Wednesday, November 14, 2012

Polling in the Federal by-elections - could the CPC lose Calgary Centre?

Forum has come out with a second poll of the by-elections, here are the results.   My one major concern about all their polls has been the very large over sampling of the older population.   If I had the time I would try and work out what sort of impact this has on the polls and how it compares to the way people vote.

Victoria              Oct 26th Nov 12th change
Murray Rankin NDP        47%     47%      0
Donald Galloway Green    20%     26%     +6
Paul Summerville Liberal 16%     14%     -2
Dale Gann Conservative   16%     12%     -4
(sample size Oct 26th 295, Nov 12th 509)

Calgary Centre    Aug 14th Oct 26th Nov 12th change Oct-Nov 
Joan Crockatt Cons   44%      48%     32%        -16
Harvey Locke Liberal 21%      28%     30%        +2
Chris Turner Green   12%      11%     23%        +12
Dan Meades NDP       14%       8%     12%        +4
(sample size Aug 14th 250, Oct 26th 343, Nov 12th 354)

Durham            Oct 26th Nov 12th change
Erin O'Toole Cons    46%     42%     -4
Larry O'Connor NDP   24%     26%     +2
Grant Humes Liberal  20%     22%     +2
Virginia Ervin Green  6%      7%     +1
(sample size Oct 26th 379, Nov 12th 583)

I had not expected to see the race tighten up so much in Calgary Centre.   The growth is clearly for the Greens, but I do not think it is nearly enough to win.   Also this poll is once again a very small sample size.   The chances of having serious systemic flaws are high because of the demographic weighting that needs to be done to simulate the population.

Even with his large gain in support, Green Chris Turner is still clearly #3 in the race.   I do not see it as realistic that he could win.   The question then becomes can Harvey Locke win for the Liberals?   I think it will all come down to who decides to vote.   I presume that based on these polls all the Liberal effort is going to go into Calgary Centre.   The pressure to get NDP and Green voters to back Harvey Locke is going to go through the roof.

If you delve further into the poll, Chris Turner does lead among voters aged 35-54 and is tied with Locke and Crockatt in the 18-34.   Where Chris Turner suffers is among the older people where he is far behind the other two.   If the voter turn out were to reflect the actual demographics of the riding, I think the results would work in Turner's favour, though still not likely enough to win.

Durham is not changed much, a mild drop in CPC support and milder increase for the other parties.   The Greens remain a non issue in the riding.   Since the race is a clear win for the CPC, turn out is likely to be low.

In Victoria the NDP retain their commanding lead but what has changed is the race for second.   In October it really was a three way competition for second and now the poll shows that the Greens have as much support as the other two combined.   The larger sample size of 509 means the poll is less likely to be too far off the mark.

Turnout could make a big difference in Victoria.   It is possible that Liberal and CPC supporters stay home in higher than expected numbers and that the NDP does as well as they are expected in a riding they hold a commanding lead.   What could then make a difference is extra turn out from Green voters - it is not unreasonable for the Greens to possibly boost the turn out enough so that they come a stronger second.


James said...

I wouldn't rule out Turner in Calgary Centre just yet.
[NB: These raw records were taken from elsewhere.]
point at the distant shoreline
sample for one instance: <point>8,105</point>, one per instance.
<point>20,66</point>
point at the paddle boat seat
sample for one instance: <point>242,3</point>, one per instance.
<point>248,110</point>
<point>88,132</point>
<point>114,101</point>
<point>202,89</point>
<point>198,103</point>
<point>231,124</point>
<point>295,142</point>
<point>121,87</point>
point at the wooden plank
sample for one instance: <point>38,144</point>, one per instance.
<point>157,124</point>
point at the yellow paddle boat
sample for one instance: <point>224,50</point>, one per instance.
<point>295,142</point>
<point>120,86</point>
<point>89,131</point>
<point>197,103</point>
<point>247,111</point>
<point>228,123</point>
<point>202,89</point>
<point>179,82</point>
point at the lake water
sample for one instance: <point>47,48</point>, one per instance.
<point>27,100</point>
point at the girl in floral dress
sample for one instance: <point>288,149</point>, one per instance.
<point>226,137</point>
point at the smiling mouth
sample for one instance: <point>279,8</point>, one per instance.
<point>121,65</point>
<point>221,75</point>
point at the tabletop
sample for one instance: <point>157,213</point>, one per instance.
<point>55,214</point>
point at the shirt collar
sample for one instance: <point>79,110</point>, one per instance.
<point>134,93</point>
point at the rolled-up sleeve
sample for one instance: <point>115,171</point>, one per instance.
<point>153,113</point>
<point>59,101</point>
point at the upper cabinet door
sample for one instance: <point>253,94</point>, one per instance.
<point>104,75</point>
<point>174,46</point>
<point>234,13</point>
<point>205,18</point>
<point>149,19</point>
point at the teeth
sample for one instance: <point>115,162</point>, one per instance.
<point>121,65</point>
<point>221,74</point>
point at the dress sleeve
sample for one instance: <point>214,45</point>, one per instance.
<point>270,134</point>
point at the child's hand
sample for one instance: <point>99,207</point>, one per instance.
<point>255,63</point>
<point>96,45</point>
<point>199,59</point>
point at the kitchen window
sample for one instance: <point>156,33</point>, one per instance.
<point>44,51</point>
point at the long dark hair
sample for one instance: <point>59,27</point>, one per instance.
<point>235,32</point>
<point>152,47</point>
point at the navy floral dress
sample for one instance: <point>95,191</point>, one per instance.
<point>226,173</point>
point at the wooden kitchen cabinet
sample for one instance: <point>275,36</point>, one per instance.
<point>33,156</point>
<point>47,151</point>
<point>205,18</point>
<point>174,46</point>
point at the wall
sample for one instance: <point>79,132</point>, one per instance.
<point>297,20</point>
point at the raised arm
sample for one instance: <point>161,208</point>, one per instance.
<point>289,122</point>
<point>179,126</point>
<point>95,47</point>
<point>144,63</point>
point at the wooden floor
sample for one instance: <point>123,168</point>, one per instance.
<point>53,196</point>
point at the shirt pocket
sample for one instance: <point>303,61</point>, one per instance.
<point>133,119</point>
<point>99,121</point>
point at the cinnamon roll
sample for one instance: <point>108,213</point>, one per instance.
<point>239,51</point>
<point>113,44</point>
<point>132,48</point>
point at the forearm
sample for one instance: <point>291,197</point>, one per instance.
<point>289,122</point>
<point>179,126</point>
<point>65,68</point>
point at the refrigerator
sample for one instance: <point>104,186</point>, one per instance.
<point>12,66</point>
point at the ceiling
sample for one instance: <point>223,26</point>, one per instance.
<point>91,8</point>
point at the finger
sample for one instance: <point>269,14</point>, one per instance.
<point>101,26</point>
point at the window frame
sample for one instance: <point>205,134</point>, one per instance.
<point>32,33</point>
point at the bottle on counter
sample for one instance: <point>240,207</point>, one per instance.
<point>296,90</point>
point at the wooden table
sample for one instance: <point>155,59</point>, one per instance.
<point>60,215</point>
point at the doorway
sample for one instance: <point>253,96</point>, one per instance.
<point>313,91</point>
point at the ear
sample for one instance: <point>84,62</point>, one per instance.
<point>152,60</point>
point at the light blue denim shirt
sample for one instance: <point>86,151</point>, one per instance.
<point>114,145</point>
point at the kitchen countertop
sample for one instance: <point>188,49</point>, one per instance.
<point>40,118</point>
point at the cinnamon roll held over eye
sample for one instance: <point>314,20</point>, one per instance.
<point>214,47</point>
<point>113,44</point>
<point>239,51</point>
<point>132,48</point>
No doubt, it will be tough for him to win, but the possibility is there. As a politically engaged resident of the riding, I have spoken to a number of people in the area. The buzz for Turner is astounding. The more I talk to people, the more people are getting excited about him as a candidate. By this, I mean people without a partisan bias really starting to strongly favour a specific candidate with excitement. The only other time I have seen something like this was with Nenshi winning the mayoral race. Obviously, a by-election gets much less press than most other elections. Turner's team has a lot of work to do to get more people interested in him as a candidate and get them out to vote. It is still a tough uphill battle for Turner, but it is most definitely possible.

Bernard said...

The problem in a by-election is turn out - to have a surprising win you really need to be able to get a large turn out of your supporters and few campaigns can do this. Turn out may be the Achilles heal for the CPC as their supporters may stay home.

However weak the data from the Forum poll, and there are reasons to take the results with a grain of salt, what people will see out of that poll is that Harvey Locke is the one to beat Joan Croackatt. People will be entranced by that small gap between the two of them in the poll and there will be an all out effort to get people to vote for the lesser of two evils and abandon their first choice.

For Chris Turner to win he needs a poll showing his support around 30%.